Perannya terungkap setelah ia memisahkan diri dari kelompoknya saat kapal merapat ke pantai di kawasan Blang Ulam, Aceh pada 10 Desember 2023. Atas aksinya itu, ia dilaporkan telah menerima belasan juta rupiah per orang.
“Masing-masing warga Rohingya itu menyetor uang sebanyak 100.000 sampai 120.000 Taka Bangladesh atau sekitar Rp14 juta sampai Rp16 juta per orang,” ungkap Kapolresta Banda Aceh, Kombes Pol Fahmi Irwan Ramli.
View this post on Instagram
Lebih lanjut, Fahmi menjelaskan bahwa MA juga memiliki peran sebagai kapten atau pembawa kapal dan pengendali yang membawa para etnis Rohingya menuju Indonesia. Selain itu, MA diketahui juga membahwa serta istri dan dua anaknya di kapal yang berlabuh di Aceh.
Sementara itu, terungkap jika para pengungsi Rohingya yang meninggalkan kamp penampungan di Corx’s Bazar, Bangladesh tersebut setuju untuk diselundupkan ke Aceh bukan karena kondisi darurat, melainkan untuk kebutuhan ekonomi dan penghasilan lebih.
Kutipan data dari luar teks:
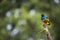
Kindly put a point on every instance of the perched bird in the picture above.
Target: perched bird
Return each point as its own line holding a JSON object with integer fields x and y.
{"x": 45, "y": 19}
Ini terlihat dari usia para imigran Rohingya yang didominasi oleh usia muda.
Fahmi mengungkap, pihaknya menduga jika MA memiliki “jam terbang tinggi” terkait kasus penyelundupan orang. Ini terbukti dari jejaknya yang pernah datang ke Aceh dengan status sebagai pengungsi di tahun 2020 silam. Adapun berdasarkan penutuan Fahmi, MA dijerat menggunakan pasal 120 ayat (1) UU Nomor 6 Tahun 2011 tentang Keiimigrasian.